I’m a paranormal investigator. Reactions to this revelation range from pique curiosity to revulsion. The minor backlash I’ve received tends to end up with people quietly disassociating from me. They respond with, “But you seemed so normal?” “Why waste your time with things that aren’t real?” or pleading for my immortal soul. The meanest, but funniest was a simple “Ew, gross.” with the person walking away. You would think with all of the paranormal shows on T.V. and social media these days, Fortean topics would be more accepted in conversation. Overall, the responses do tend to be positive, even if the person is wary.
I grew up in a haunted house, but that’s a story for later.

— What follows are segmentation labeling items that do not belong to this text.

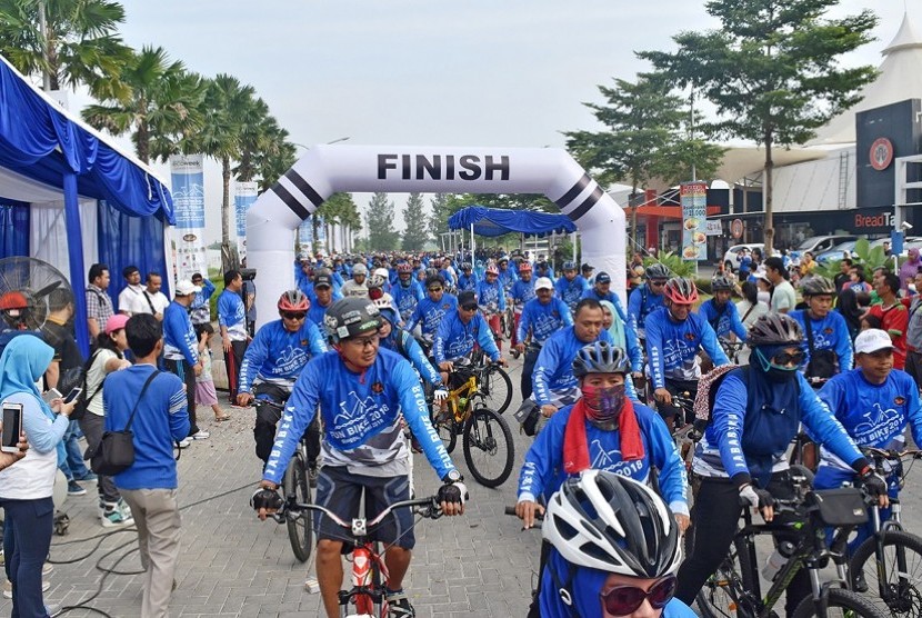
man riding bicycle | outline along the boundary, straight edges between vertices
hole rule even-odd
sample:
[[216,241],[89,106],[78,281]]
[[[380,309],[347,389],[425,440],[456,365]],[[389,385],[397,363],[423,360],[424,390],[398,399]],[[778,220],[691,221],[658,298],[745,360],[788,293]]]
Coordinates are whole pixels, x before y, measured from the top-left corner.
[[677,417],[688,423],[692,421],[691,409],[683,410],[673,405],[672,396],[689,392],[694,399],[701,378],[698,348],[704,348],[716,366],[728,365],[730,360],[708,320],[691,311],[698,300],[698,288],[691,279],[673,277],[667,281],[663,295],[664,306],[647,316],[644,321],[653,396],[660,416],[670,425]]
[[[269,399],[284,403],[294,388],[294,380],[314,357],[327,351],[327,343],[317,326],[307,319],[310,301],[301,290],[283,292],[278,302],[281,319],[260,327],[243,355],[240,366],[239,406],[249,406],[253,399]],[[275,439],[275,425],[281,412],[269,406],[257,408],[253,427],[257,457],[263,464],[269,460]],[[320,453],[320,429],[309,428],[308,458],[315,477],[317,457]]]
[[[399,355],[379,348],[378,308],[368,299],[345,298],[327,312],[325,327],[334,351],[308,363],[294,385],[263,472],[262,489],[253,495],[260,519],[282,506],[275,489],[318,406],[323,417],[318,505],[350,521],[359,514],[362,495],[369,514],[409,499],[410,453],[401,428],[402,413],[444,484],[439,488],[442,510],[461,515],[467,498],[461,475],[429,421],[422,387],[412,367]],[[314,529],[320,594],[327,615],[333,618],[340,615],[341,531],[320,516]],[[413,608],[402,586],[415,542],[412,512],[392,512],[374,537],[389,546],[384,561],[391,616],[411,617]]]

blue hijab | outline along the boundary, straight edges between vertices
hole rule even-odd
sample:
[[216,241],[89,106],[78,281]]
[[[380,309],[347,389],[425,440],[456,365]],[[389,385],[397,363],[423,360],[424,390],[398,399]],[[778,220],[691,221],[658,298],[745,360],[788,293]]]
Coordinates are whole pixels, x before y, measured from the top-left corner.
[[38,337],[13,338],[0,356],[0,400],[27,392],[38,400],[41,411],[53,419],[54,412],[42,401],[41,392],[36,387],[53,357],[51,346]]

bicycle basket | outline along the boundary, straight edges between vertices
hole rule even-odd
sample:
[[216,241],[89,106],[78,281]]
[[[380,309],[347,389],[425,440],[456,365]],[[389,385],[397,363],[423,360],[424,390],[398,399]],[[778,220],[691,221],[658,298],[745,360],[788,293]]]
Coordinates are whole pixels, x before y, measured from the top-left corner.
[[806,505],[826,526],[860,526],[868,521],[864,499],[854,487],[810,491]]

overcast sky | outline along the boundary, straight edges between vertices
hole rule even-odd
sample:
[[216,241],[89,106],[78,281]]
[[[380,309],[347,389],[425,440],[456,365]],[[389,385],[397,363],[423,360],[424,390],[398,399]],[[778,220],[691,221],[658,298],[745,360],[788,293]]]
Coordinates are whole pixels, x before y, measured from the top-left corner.
[[[906,1],[922,4],[842,0],[838,14],[872,7],[881,18],[878,41],[848,63],[880,63]],[[307,146],[349,137],[353,144],[562,147],[560,131],[598,128],[582,106],[600,101],[597,84],[649,69],[635,50],[669,50],[679,31],[716,26],[696,0],[122,3],[127,43],[162,46],[191,70],[252,84],[291,141]],[[922,6],[909,10],[922,23]],[[210,213],[220,172],[212,165],[206,175]],[[161,176],[169,178],[164,168]],[[217,239],[217,217],[209,228],[209,241]]]

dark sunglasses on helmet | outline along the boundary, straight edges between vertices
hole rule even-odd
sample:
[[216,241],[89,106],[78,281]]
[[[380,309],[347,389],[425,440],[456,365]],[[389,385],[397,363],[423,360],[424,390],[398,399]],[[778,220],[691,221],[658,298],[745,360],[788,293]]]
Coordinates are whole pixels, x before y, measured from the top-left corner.
[[644,600],[649,600],[653,609],[662,609],[675,595],[675,577],[670,576],[659,580],[650,590],[637,586],[618,586],[600,595],[605,611],[611,616],[628,616],[638,610]]

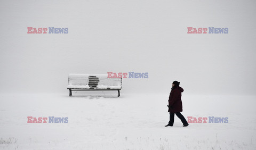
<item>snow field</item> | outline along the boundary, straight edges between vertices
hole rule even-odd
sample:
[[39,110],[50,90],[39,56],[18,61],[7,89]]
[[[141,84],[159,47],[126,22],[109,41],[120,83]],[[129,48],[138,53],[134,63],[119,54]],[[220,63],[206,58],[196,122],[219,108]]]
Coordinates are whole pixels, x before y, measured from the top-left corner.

What is important is at a young age I became obsessed with the paranormal. I begged my parents for book money to buy every paranormal book I could find from Aliens to Bigfoot, but my hyperfocus were ghost stories. The one commonality with ghost stories is history, and because I zoned in on ghosts, being knowledgeable about history was essential. I would have never become a historian if it had not been those ghosts who haunted my childhood home.

I became a “professional” ghost hunter in 2016, when I finally found a team to work with. With that first team, we often volunteered to lead groups of people through known haunted locations. This helped shape my investigative style and gave me the experience I needed under my belt. Since we investigated the same places over and over again, I could experiment with equipment and questions. And because I’m a nerd at heart, I would uncover what I could about a location. I took what I learned as a historian in college and applied it to property research. I also combined my tools as an amateur genealogist to uncover what I could about the people associated with the property. I used this research and “discoveries” to guide my questioning during investigations and EVP sessions. The results were immediate. Activity increased with relevant questioning, and soon we were getting responses, sometimes out loud.
Today this is standard practice for me at a new location. The paranormal team I am now with, Chesapeake Paranormal, uses the research to bring up events and names that the spirits might be familiar with. Instead of plastering them with the usual “Is there anyone here with us?", “Do you know you are dead?” “Do you have a message?” questions can be more direct and personal. I will create a post in the future for questions to ask spirits. On the other hand, I have run into other investigators that for them, history of the location is an afterthought. In one conversation I had online, another investigator thought I was “wasting my time” with research, and that the spirits or ghosts will give us all the answers we need.
I’ve gone into many investigations “blind”. In fact, when I go to an “established” haunt (think Trans Allegheny or Waverly) I often don’t do much historical research other than maybe watch a ghost show that the site was featured on. There have been last minute home or business investigations I’ve joined in on and had no time for any research. And I can tell you that there tends to be a difference in results. When we have research and names to guide us in our questioning, the results are more consistent than going in without knowing and asking the usual generic questions. And to those saying the ghosts give us all the answers we need, in some cases they “confirm” the history, and there have been other times that they have given us “information” that is conflicting. But the key point is we get a response either way.
I’m hoping through this blog and social media, that I can give some history research tips for investigators. I don’t see many paranormal teams integrating research, and it’s something I would like to see in the field more often. Even if you are not a fan of ghost hunting, these topics and tips could help further your own historical and genealogical research. Thank you for starting this journey with me. I’m not sure where we will go, but I do know it will be an adventure!